Comment 17 Daryl C. W. O'Shea 2006-02-28 03:52:37 UTC
Looks like this could very well be fixed by bug 4696 (closing as fixed).  This
wasn't my problem last week... which was:

Feb 21 22:40:29 cyan spamd[15096]: prefork: sysread(8) failed after 300 secs at
/usr/local/lib/perl5/site_perl/5.8.3/Mail/SpamAssassin/SpamdForkScaling.pm line 544.
Feb 21 22:40:30 cyan spamd[10292]: prefork: sysread(10) failed after 300 secs at
/usr/local/lib/perl5/site_perl/5.8.3/Mail/SpamAssassin/SpamdForkScaling.pm line 544.

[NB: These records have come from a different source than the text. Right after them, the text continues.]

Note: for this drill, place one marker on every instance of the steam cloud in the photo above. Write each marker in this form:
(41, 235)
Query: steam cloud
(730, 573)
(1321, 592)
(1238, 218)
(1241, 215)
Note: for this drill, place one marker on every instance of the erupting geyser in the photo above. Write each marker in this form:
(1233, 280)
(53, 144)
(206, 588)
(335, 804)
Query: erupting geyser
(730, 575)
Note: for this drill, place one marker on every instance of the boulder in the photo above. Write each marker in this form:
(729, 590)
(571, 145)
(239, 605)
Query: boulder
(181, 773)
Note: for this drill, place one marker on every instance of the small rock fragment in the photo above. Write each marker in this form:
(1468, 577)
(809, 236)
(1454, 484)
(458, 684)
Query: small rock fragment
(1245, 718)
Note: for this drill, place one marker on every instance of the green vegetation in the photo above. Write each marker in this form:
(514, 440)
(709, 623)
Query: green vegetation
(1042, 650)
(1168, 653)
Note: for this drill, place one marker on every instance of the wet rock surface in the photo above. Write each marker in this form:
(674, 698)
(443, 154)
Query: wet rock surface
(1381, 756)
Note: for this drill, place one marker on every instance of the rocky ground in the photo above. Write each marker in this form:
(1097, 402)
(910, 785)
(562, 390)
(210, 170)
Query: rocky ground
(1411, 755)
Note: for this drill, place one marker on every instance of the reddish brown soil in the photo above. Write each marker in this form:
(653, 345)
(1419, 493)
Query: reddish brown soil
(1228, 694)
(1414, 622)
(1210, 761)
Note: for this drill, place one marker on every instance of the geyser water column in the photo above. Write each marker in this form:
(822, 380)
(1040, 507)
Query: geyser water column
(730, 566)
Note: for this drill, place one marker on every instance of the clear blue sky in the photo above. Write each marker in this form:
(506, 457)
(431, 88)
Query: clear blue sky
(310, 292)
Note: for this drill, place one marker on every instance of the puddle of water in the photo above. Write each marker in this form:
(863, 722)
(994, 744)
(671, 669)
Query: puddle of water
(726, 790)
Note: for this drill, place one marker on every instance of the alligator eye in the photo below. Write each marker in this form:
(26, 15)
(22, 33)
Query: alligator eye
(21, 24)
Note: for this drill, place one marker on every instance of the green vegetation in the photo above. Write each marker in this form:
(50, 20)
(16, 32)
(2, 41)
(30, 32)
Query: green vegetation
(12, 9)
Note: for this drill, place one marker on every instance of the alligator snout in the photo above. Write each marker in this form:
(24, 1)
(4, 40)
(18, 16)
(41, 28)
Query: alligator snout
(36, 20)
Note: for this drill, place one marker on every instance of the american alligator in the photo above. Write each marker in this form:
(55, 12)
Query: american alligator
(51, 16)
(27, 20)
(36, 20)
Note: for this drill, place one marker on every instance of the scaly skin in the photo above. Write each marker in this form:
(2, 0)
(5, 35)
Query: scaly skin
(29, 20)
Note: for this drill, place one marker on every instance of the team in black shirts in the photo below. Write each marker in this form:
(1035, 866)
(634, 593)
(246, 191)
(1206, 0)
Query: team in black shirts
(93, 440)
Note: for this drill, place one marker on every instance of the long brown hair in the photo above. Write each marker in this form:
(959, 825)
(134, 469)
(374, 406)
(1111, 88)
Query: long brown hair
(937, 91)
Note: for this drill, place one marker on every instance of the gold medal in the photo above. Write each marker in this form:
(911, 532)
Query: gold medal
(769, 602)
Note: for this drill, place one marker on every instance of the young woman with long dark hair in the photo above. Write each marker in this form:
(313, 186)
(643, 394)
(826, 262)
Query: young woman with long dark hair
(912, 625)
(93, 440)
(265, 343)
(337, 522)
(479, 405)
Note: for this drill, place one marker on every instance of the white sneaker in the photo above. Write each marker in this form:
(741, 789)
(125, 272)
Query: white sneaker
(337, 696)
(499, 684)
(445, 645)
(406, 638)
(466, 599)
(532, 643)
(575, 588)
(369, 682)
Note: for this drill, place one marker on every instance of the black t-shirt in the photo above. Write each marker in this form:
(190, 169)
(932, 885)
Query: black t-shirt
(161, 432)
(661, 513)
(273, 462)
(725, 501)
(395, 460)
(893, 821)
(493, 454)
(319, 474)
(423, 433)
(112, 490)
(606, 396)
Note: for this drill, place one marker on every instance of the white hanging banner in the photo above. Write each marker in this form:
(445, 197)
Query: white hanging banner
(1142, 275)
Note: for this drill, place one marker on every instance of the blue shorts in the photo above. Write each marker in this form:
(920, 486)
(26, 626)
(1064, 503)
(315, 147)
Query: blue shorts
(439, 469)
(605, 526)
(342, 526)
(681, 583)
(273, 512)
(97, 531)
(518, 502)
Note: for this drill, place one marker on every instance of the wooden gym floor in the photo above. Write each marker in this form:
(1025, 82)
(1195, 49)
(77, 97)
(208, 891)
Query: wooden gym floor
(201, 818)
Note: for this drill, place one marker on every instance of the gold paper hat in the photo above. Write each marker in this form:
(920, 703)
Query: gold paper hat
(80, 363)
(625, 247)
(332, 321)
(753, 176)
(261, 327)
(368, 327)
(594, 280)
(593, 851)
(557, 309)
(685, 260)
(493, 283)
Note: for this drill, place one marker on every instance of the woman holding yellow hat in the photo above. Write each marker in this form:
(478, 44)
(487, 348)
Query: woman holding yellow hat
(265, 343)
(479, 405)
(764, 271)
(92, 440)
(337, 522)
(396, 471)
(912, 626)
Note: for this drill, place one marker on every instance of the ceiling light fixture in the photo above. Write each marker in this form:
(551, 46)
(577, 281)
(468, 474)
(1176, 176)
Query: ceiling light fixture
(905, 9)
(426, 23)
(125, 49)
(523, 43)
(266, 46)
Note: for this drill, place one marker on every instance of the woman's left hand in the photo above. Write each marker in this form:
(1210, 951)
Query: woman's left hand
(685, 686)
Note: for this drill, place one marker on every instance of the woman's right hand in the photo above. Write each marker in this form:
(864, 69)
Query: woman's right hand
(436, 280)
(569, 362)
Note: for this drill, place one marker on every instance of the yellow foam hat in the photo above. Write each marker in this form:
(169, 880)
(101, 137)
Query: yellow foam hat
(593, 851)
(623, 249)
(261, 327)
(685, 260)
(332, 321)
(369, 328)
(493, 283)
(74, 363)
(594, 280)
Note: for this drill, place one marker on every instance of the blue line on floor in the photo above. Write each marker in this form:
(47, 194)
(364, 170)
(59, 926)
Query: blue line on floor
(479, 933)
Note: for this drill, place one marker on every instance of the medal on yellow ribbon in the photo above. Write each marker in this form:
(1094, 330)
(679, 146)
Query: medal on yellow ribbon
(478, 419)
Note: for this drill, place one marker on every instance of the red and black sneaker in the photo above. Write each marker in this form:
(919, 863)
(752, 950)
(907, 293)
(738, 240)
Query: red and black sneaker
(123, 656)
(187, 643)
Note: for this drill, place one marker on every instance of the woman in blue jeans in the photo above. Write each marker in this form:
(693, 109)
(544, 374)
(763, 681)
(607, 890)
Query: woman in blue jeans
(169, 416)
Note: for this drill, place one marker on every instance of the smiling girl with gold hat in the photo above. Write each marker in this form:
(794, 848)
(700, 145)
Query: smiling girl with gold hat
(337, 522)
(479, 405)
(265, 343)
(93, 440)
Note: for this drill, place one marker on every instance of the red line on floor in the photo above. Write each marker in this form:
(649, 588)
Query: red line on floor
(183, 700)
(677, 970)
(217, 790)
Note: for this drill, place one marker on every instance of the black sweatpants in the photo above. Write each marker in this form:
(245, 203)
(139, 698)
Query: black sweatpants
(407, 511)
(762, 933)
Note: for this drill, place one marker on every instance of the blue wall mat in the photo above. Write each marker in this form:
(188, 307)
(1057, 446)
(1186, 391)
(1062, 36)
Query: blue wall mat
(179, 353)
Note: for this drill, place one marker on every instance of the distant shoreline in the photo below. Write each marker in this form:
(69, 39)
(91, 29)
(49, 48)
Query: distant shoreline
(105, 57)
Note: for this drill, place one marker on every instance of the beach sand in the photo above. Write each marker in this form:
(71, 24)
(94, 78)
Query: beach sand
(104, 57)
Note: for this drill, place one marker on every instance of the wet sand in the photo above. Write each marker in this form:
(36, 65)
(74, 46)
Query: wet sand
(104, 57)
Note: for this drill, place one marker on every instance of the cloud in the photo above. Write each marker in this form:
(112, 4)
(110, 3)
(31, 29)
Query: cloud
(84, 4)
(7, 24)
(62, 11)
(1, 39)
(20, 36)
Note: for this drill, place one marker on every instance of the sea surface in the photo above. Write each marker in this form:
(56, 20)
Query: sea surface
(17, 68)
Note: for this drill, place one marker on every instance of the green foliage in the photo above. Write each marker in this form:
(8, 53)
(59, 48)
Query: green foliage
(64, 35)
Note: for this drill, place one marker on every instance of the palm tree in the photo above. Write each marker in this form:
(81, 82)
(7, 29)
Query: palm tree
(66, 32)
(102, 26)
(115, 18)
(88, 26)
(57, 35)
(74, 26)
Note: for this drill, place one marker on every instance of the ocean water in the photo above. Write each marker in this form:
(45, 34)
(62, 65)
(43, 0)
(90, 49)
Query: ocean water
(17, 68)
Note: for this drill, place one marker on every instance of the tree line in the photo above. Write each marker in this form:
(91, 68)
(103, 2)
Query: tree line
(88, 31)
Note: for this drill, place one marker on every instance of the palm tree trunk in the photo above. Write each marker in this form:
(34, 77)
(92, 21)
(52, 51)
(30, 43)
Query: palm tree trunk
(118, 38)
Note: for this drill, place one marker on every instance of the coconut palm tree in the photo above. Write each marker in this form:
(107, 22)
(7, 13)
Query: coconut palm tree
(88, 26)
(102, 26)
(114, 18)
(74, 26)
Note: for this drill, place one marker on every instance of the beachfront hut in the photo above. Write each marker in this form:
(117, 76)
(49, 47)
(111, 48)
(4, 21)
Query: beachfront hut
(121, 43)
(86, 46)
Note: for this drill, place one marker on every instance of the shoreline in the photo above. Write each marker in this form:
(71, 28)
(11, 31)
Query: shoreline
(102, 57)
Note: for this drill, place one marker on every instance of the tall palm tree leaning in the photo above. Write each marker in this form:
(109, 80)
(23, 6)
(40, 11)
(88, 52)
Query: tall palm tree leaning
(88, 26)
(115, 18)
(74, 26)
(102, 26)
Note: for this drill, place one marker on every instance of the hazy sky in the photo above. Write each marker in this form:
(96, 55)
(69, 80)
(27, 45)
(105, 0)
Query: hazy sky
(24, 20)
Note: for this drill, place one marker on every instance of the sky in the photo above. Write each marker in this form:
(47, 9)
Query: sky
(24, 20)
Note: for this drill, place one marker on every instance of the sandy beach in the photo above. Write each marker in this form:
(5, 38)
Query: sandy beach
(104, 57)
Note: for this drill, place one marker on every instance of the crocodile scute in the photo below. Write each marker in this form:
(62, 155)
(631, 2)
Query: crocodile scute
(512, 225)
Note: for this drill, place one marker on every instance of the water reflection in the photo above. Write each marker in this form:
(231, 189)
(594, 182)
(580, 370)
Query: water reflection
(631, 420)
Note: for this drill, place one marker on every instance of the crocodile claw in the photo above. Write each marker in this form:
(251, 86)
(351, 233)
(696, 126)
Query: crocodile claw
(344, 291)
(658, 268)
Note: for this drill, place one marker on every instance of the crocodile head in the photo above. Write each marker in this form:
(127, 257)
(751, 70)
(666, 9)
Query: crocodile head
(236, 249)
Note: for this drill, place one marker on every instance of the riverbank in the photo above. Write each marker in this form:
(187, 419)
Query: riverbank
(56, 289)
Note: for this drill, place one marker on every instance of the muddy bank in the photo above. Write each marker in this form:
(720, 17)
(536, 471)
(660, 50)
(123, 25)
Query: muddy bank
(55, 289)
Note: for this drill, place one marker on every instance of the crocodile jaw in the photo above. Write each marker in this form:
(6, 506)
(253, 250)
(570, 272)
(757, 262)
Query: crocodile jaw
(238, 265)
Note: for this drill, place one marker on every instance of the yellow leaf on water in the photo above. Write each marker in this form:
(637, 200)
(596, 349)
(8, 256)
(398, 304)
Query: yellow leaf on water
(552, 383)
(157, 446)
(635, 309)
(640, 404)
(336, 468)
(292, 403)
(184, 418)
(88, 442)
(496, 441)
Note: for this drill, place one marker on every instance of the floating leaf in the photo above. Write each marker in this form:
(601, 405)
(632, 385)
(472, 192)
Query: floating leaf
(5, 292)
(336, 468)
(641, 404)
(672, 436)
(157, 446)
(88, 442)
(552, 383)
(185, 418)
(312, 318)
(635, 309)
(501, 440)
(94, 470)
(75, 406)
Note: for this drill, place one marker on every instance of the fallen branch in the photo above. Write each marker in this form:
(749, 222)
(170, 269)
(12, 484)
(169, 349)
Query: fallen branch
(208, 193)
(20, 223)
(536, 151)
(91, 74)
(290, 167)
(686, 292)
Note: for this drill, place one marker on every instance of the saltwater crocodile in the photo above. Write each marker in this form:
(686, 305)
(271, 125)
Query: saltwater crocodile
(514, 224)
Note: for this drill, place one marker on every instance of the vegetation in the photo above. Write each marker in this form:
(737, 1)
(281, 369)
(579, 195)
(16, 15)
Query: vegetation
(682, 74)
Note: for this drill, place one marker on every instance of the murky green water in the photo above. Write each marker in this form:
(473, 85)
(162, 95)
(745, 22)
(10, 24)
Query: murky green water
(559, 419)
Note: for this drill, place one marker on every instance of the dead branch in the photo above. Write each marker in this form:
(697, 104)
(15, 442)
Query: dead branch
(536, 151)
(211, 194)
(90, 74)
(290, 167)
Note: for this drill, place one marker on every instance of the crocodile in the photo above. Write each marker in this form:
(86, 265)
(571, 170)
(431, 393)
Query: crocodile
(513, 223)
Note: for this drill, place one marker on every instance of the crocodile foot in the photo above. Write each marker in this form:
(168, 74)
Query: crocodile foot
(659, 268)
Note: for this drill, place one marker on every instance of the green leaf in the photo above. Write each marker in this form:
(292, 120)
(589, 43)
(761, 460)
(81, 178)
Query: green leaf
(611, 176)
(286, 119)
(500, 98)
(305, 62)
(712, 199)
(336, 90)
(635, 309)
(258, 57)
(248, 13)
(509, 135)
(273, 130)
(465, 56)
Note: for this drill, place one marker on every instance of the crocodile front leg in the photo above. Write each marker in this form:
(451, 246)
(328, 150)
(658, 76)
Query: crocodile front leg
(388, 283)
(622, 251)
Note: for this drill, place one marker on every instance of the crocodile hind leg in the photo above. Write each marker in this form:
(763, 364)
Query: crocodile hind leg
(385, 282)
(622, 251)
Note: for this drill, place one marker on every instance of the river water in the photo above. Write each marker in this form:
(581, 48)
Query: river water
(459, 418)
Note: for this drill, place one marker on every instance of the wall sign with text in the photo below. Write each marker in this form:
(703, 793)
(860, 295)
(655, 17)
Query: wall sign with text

Feb 21 22:40:30 cyan spamd[23929]: spamd: handled cleanup of child pid 15096 due
to SIGCHLD
Feb 21 22:40:30 cyan spamd[23929]: prefork: syswrite(6) failed, retrying... at
/usr/local/lib/perl5/site_perl/5.8.3/Mail/SpamAssassin/SpamdForkScaling.pm line 597.
Feb 21 22:40:30 cyan spamd[23929]: spamd: handled cleanup of child pid 10292 due
to SIGCHLD
Feb 21 22:40:30 cyan spamd[23929]: prefork: syswrite(6) failed, retrying... at
/usr/local/lib/perl5/site_perl/5.8.3/Mail/SpamAssassin/SpamdForkScaling.pm line 597.